I assign each firm to either an SIC or GICS industry based on their reported code in the monthly CRSP data as of the previous June. e.g., if I was looking at Apple, Inc in September 2005, then I would assign Apple to its industry as of June 2005; whereas, if I was looking at Apple in May 2005, then I would assign Apple to its industry as of June 2004. I use $N_{i,y}$ to denote the number of securities in industry $i$ in year $y$ . In each of the figure below, I report the average number of firms in each industry on an annual basis over the sample period:

(2) $\begin{align*} \langle N_{i,y} \rangle &= \left\lfloor \frac{1}{Y} \cdot \sum_{y=1}^Y N_{i,y} \right\rfloor \end{align*}$

e.g., when replicating the results in Hou (2007), Table 1 I compute the average number of firms using $Y = 64$ June observations.

Each June I also sort the securities in each industry $i$ by their market cap. After sorting, I then construct an equally weighted portfolio of the largest $30{\scriptstyle \%}$ of stocks in each industry and the smallest $30{\scriptstyle \%}$ of stocks in each industry:

(3) $\begin{align*} \tilde{r}_{i,t}^B &= \frac{1}{N_{i,y_t}^{30\%}} \cdot \sum_{n=1}^{N_{i,y_t}^{30\%}} \tilde{r}_{n,t} \qquad \text{and} \qquad \tilde{r}_{i,t}^S = \frac{1}{N - N_{i,y_t}^{70\%}} \cdot \sum_{n=N_{i,y_t}^{70\%} + 1}^{N_i} \tilde{r}_{n,t} \end{align*}$

In the analysis below, I look at the relationship of the weekly returns of these $2$ portfolios over the subsequent year. Note that these are within industry sorts. e.g., stocks in the “big” portfolio of the consumer durables industry might be in the “small” portfolio of the telecommunications industry.

Here is the code I use to pull the data from WRDS and create the figure in Section 3 below: gist.

3. Hou (2007), Table 1

Table 1 in Hou (2007) reports the cross-autocorrelation of the big and small intra-industry portfolios defined.
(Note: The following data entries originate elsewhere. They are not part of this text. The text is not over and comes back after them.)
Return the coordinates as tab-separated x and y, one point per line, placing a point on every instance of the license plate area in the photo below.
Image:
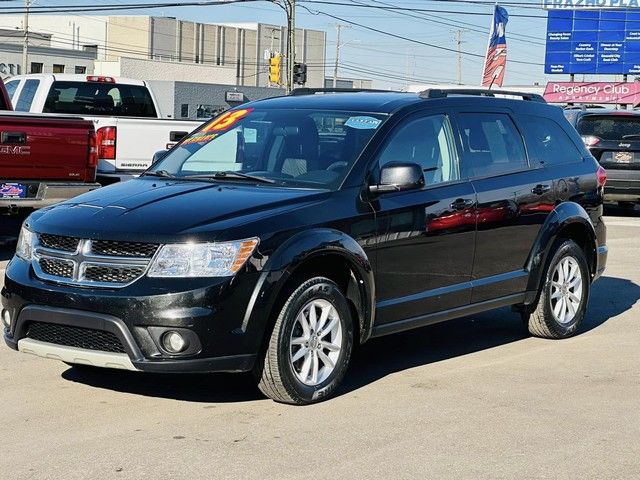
13	190
620	157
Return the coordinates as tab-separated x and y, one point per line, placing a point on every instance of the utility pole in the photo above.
25	45
339	28
290	6
459	42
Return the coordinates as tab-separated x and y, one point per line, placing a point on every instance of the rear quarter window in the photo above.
548	141
100	99
27	94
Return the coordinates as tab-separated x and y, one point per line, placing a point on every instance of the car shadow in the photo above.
611	210
375	359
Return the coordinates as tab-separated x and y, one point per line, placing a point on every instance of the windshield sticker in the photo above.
199	138
227	120
250	135
363	123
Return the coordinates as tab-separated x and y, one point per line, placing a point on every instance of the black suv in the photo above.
613	137
283	233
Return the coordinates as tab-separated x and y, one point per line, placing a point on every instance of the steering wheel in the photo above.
337	166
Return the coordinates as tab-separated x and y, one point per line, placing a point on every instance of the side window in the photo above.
26	95
492	145
427	141
549	141
11	87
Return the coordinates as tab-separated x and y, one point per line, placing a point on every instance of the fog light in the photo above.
173	342
6	318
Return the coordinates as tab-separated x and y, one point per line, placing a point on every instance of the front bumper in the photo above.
210	310
622	185
48	193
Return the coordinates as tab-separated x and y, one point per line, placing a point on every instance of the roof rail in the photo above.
443	93
312	91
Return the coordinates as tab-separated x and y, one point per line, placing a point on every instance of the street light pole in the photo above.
291	50
25	45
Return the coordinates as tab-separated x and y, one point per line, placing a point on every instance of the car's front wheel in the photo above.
310	346
564	294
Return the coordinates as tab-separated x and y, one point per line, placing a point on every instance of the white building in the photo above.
242	48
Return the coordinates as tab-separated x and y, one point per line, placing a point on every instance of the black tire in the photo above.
275	371
541	320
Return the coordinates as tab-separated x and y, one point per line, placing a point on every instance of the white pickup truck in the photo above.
129	125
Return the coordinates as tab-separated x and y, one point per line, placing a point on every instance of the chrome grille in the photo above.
123	249
91	263
56	267
78	337
59	242
111	274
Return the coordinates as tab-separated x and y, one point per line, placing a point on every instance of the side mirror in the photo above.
399	176
159	155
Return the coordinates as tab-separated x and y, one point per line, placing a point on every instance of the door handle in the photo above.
540	189
462	203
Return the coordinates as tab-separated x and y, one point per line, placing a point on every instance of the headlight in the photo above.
202	259
24	249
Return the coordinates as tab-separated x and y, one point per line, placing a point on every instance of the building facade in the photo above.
245	47
43	58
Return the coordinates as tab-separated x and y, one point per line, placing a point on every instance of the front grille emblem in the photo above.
84	267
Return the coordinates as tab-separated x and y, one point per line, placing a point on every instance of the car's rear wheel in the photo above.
310	346
564	294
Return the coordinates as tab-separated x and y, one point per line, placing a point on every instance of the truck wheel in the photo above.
564	294
310	346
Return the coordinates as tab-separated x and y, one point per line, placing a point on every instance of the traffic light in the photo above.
274	69
300	73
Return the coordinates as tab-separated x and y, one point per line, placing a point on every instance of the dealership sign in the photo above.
593	92
588	4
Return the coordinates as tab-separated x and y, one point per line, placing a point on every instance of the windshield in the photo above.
296	148
609	127
98	98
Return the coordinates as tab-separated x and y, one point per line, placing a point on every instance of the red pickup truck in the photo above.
43	160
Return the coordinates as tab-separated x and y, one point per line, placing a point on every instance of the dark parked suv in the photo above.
283	233
613	138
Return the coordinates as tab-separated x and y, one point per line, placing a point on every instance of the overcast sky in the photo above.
393	62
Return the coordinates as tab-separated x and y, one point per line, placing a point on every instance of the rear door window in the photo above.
492	145
27	95
100	98
548	141
610	127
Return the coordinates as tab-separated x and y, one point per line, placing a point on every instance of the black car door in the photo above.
425	250
514	200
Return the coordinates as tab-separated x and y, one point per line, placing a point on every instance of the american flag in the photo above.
496	62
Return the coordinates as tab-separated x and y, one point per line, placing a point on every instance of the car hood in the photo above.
151	209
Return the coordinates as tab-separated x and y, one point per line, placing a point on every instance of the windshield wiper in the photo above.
231	175
158	173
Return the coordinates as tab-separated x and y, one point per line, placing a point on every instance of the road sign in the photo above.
593	42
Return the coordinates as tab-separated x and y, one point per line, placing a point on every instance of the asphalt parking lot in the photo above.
470	399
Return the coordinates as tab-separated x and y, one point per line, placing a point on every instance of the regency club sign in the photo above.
592	92
588	4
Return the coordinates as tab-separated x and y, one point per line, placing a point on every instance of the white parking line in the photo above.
622	222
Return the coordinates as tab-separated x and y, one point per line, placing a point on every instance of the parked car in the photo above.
128	121
258	244
43	160
613	138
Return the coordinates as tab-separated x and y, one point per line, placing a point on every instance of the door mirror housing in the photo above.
399	176
159	155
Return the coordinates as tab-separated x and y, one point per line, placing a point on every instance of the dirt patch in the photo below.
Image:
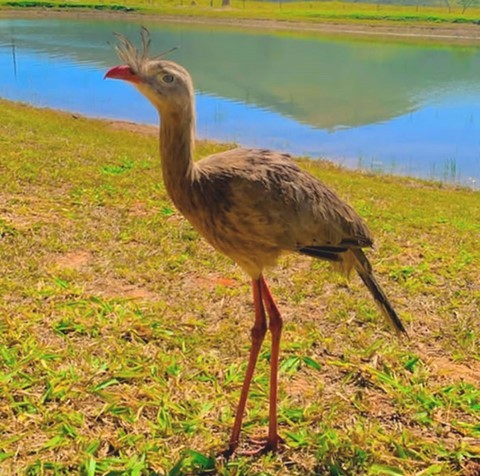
446	368
446	33
74	260
115	288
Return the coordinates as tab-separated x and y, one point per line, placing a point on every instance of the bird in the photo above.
252	205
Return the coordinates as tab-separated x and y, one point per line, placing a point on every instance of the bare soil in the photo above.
463	33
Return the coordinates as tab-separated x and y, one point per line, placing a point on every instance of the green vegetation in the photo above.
41	4
464	11
124	337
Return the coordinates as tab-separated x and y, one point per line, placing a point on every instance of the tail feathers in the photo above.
329	253
364	269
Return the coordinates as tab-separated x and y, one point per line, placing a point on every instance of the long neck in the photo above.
177	145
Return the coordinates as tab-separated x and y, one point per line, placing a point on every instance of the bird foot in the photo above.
255	447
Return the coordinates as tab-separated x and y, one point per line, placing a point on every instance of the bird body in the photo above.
254	205
251	205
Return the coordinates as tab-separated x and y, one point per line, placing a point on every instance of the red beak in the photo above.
122	72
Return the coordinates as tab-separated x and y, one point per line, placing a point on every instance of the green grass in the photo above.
124	337
270	10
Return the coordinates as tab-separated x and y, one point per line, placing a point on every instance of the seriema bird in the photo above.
251	205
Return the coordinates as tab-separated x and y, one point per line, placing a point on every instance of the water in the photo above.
403	108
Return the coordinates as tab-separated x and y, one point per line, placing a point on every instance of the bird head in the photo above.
167	85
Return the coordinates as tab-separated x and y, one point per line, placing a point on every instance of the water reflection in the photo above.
388	106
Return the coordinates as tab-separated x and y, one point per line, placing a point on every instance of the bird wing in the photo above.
265	197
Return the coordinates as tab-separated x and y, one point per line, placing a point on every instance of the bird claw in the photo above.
255	447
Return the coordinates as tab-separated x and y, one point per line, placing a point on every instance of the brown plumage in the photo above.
251	205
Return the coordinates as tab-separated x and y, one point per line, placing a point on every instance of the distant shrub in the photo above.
42	4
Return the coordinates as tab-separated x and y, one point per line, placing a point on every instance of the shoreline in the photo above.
449	32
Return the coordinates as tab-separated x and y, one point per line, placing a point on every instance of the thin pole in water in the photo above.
14	58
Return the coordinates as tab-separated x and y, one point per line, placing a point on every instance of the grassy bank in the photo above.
124	337
310	12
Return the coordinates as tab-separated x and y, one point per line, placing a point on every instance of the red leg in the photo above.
258	334
275	326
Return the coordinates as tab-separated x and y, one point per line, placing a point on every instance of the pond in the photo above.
403	108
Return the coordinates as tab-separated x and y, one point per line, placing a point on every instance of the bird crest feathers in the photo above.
133	56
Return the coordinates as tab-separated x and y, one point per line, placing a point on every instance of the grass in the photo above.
301	11
124	337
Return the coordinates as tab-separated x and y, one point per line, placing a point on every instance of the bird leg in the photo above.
258	332
275	326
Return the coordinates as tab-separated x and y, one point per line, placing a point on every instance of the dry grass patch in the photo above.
124	337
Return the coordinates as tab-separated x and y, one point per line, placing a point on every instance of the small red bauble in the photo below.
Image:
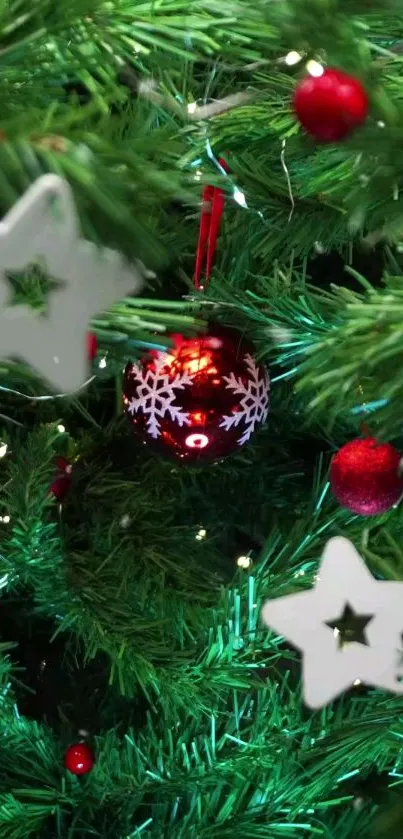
330	106
79	759
62	479
200	400
365	476
92	345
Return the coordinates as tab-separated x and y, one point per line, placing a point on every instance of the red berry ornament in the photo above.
330	106
365	476
79	759
62	480
200	400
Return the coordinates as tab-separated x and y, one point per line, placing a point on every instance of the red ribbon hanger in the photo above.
210	222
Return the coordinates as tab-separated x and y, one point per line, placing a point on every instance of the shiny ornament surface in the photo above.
62	480
365	476
200	400
79	759
92	345
330	106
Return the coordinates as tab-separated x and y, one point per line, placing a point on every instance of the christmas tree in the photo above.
242	164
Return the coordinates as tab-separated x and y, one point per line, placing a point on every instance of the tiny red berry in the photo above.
365	476
330	106
79	759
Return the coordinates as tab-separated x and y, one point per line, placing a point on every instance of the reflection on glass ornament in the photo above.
200	400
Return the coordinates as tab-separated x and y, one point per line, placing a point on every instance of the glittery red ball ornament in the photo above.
200	400
365	476
92	345
330	106
79	759
62	479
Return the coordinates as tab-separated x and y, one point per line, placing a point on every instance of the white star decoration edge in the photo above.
301	619
35	229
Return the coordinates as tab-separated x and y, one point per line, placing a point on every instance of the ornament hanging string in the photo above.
210	222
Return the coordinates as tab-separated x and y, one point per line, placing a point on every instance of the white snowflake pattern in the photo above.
254	407
156	393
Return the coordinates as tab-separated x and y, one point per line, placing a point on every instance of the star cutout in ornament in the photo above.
43	227
349	627
306	620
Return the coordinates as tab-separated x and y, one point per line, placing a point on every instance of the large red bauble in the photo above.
62	480
330	106
200	400
365	476
79	759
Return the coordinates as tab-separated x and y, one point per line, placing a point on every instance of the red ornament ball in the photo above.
79	759
365	476
200	400
92	346
330	106
62	479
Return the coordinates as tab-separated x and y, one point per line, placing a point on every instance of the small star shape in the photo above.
43	226
305	620
349	627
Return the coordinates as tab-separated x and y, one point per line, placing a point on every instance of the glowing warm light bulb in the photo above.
292	57
314	68
196	441
244	562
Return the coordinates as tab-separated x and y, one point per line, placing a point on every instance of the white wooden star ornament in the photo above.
43	226
334	656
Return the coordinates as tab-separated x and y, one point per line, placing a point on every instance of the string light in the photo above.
244	562
292	57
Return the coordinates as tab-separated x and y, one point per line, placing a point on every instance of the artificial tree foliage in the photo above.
130	611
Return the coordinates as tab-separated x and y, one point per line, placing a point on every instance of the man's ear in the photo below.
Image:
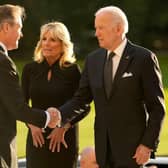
5	27
119	29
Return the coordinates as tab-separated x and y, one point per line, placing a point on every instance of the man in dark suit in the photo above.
12	105
128	98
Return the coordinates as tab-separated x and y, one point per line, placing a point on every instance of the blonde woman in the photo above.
51	79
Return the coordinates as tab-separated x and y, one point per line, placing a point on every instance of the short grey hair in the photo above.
118	15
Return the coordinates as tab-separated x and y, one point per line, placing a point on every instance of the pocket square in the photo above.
127	74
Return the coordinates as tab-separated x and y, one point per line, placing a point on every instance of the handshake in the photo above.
55	117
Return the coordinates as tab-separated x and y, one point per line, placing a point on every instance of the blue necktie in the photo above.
108	68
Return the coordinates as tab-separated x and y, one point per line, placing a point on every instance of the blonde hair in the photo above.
59	31
117	14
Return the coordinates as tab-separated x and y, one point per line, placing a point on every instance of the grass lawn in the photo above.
86	137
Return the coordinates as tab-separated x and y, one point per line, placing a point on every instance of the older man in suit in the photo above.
12	105
124	80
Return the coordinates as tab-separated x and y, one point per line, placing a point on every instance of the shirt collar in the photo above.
119	50
4	48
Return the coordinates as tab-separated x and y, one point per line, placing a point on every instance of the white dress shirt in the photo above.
116	58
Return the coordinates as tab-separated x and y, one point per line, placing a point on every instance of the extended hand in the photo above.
55	117
37	136
56	138
142	154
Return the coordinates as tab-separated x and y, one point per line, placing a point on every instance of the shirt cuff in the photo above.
48	118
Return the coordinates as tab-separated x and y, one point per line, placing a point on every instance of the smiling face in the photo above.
108	32
51	47
13	33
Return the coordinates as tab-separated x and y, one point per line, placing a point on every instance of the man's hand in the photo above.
56	138
55	117
142	154
37	136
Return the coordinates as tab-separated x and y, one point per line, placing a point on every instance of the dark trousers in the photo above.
111	162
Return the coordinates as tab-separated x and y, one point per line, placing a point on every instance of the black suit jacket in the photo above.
12	108
134	112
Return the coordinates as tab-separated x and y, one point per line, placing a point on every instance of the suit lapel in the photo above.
10	60
124	63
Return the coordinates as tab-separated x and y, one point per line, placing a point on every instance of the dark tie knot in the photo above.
111	54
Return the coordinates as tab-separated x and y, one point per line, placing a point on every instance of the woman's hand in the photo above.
38	139
57	137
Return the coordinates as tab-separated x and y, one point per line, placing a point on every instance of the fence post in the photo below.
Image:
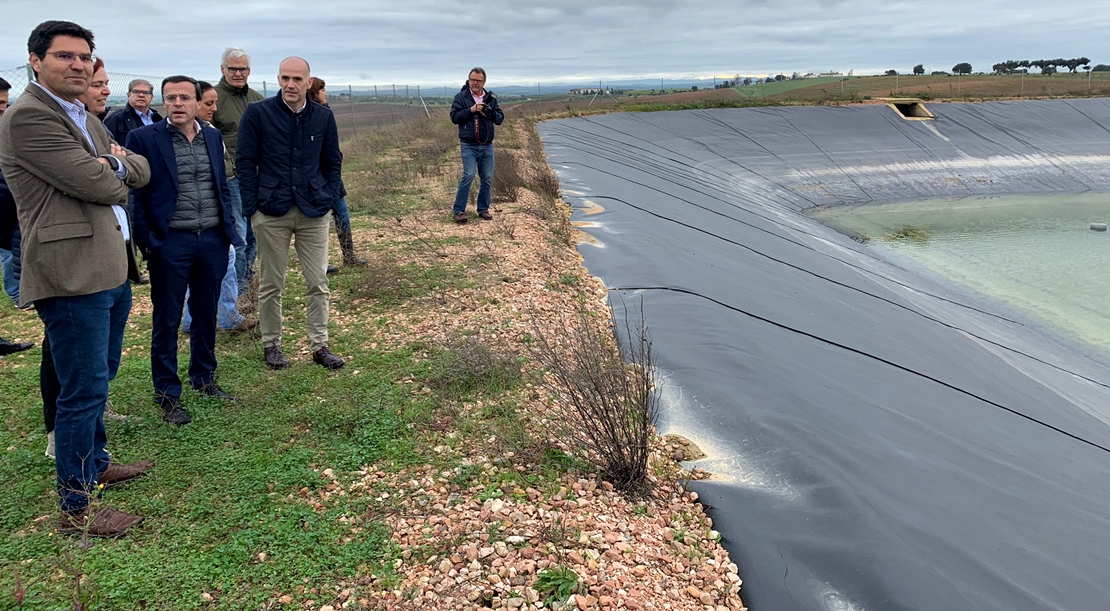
354	128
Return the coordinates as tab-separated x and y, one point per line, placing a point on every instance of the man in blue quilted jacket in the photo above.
475	111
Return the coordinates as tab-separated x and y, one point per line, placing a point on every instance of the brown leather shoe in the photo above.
325	358
245	326
275	358
97	521
118	474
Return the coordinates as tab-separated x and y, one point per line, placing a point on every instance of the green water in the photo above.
1033	252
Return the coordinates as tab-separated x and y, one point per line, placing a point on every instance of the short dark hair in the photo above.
42	37
182	78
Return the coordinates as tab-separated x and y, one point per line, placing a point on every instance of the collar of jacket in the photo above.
241	91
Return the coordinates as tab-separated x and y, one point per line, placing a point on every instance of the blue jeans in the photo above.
480	156
342	216
192	261
86	339
228	312
246	253
10	282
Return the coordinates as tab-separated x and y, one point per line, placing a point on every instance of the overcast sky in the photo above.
434	42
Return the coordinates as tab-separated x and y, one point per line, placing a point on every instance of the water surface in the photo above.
1033	252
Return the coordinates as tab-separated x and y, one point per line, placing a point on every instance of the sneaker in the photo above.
275	358
213	389
172	411
325	358
97	521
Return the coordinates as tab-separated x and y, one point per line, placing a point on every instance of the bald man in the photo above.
290	170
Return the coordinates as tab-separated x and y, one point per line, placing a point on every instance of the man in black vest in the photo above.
184	226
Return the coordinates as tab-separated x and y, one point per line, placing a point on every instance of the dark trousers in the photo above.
86	337
198	262
49	386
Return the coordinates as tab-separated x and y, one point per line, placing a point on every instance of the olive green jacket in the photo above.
229	109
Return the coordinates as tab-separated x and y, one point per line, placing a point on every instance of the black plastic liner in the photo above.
883	441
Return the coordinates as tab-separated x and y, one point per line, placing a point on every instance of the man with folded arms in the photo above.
184	227
290	171
67	178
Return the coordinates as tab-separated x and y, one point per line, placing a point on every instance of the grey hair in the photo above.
233	52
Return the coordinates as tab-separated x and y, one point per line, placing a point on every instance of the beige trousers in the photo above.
273	236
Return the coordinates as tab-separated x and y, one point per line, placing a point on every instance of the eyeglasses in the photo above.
70	57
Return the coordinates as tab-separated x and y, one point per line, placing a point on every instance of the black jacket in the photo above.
8	219
288	159
122	121
475	128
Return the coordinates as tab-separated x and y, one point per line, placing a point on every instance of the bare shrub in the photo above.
466	364
604	392
506	179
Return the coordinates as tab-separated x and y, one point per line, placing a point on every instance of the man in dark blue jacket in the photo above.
475	111
184	226
290	174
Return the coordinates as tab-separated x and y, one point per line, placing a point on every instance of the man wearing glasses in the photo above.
67	178
234	96
184	227
137	113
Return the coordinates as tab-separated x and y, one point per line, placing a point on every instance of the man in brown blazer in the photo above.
68	179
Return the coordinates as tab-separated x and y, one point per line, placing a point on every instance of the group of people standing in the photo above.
224	172
225	177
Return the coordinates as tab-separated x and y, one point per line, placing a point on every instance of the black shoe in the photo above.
275	359
213	389
325	358
11	347
172	411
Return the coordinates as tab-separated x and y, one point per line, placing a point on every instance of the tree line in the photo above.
1046	66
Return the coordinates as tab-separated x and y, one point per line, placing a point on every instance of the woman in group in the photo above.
342	214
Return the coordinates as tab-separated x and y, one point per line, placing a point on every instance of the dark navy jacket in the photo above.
155	202
120	123
284	159
461	116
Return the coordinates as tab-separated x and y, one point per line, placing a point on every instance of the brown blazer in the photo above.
71	243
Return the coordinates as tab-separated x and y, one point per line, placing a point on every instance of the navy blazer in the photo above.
155	202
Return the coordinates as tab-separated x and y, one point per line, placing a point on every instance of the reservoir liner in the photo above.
937	453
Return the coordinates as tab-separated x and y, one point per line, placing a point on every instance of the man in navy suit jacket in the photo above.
183	224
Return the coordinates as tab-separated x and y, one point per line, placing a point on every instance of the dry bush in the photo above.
506	179
466	364
604	392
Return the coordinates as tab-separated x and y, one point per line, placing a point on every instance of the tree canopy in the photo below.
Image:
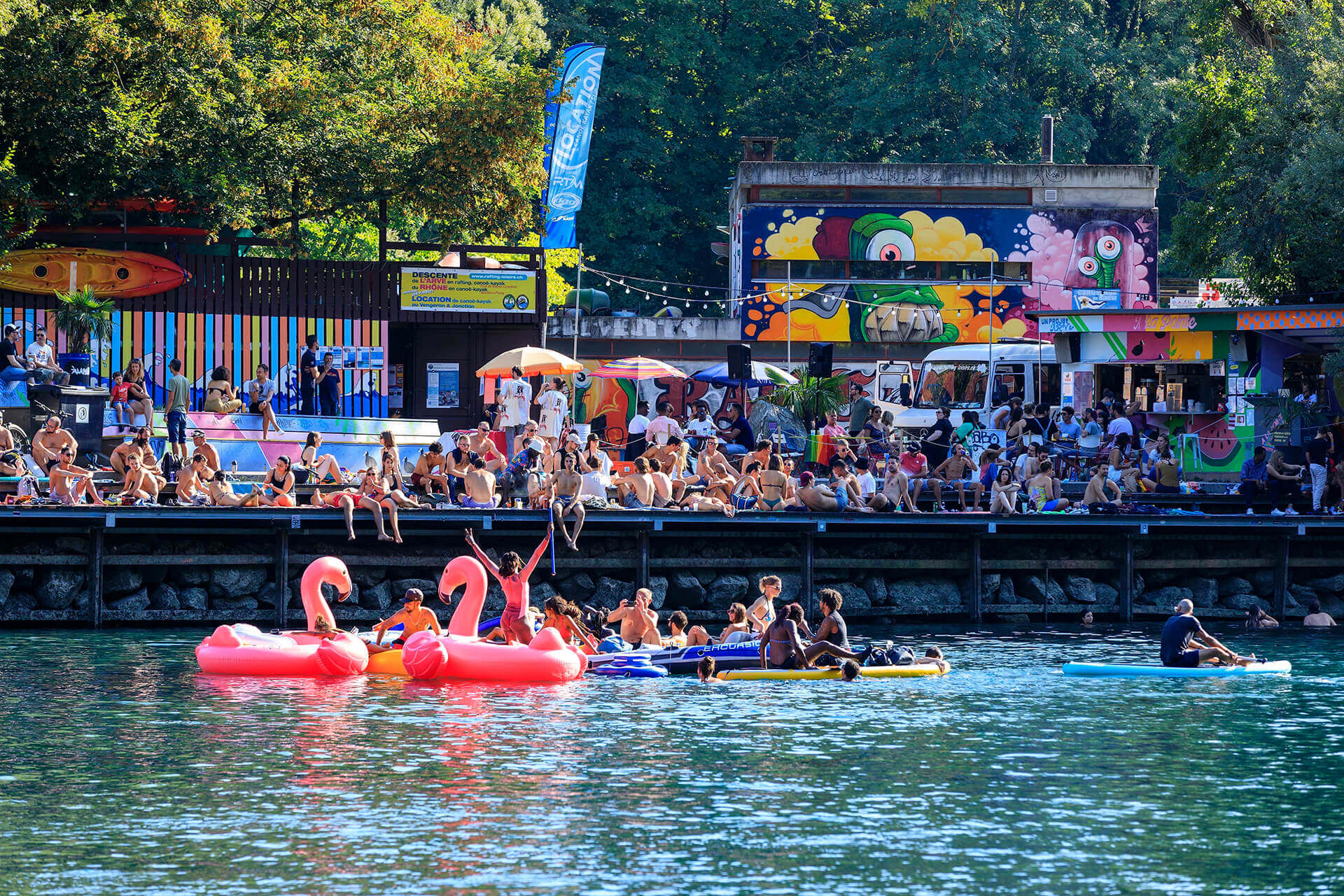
255	112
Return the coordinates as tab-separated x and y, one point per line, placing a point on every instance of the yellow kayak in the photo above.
813	675
386	664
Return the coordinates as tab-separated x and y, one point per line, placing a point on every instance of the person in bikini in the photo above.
479	486
564	617
512	577
223	495
49	442
762	613
201	447
638	621
140	482
482	444
190	485
413	617
71	484
279	488
636	491
776	488
736	630
1098	485
565	498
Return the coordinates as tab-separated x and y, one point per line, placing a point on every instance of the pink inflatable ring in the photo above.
463	654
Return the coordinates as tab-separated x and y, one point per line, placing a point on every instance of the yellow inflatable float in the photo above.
387	663
813	675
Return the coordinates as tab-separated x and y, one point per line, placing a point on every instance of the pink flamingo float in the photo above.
246	650
461	654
To estimate these statistics, I first normalize the big and small portfolio weekly returns so that they each have a mean of $0$ and a standard deviation of $1$ :

(4) $\begin{align*} \mu_B &= \mathrm{E}[\tilde{r}_{i,t}^B] \qquad \text{and} \qquad \sigma_B = \mathrm{StDev}[\tilde{r}_{i,t}^B] \\ \mu_S &= \mathrm{E}[\tilde{r}_{i,t}^S] \qquad \text{and} \qquad \sigma_S = \mathrm{StDev}[\tilde{r}_{i,t}^S] \\ r_{i,t}^B &= \frac{\tilde{r}_{i,t}^B - \mu_B}{\sigma_B} \qquad \text{and} \qquad r_{i,t}^S = \frac{\tilde{r}_{i,t}^S - \mu_S}{\sigma_S} \end{align*}$

Then, to estimate the correlation between the returns of the big portfolio in week $t$ and the subsequent returns of the small portfolio in week $(t + l)$ I run the regression:

(5) $\begin{align*} r_{i,t+l}^S &= \beta(l) \cdot r_{i,t}^B + \epsilon_{i,t+l} \qquad \text{for } l = 0,1,2,\ldots,6 \end{align*}$

and estimate $\beta(l) = \mathrm{Cor}[r_{i,t}^B,r_{i,t+l}^S]$ . Similarly, to estimate the correlation between the returns of the small portfolio in week $t$ and the subsequent returns of the big portfolio in week $(t + l)$ I run the regression:

(6) $\begin{align*} r_{i,t+l}^B &= \gamma(l) \cdot r_{i,t}^S + \epsilon_{i,t+l} \qquad \text{for } l = 0,1,2,\ldots,6 \end{align*}$

to estimate $\gamma(l) = \mathrm{Cor}[r_{i,t}^S,r_{i,t+l}^B]$ . The advantage of this approach over estimating a simple correlation matrix is that you can read off the standard errors from the regression results rather than rely on asymptotic results.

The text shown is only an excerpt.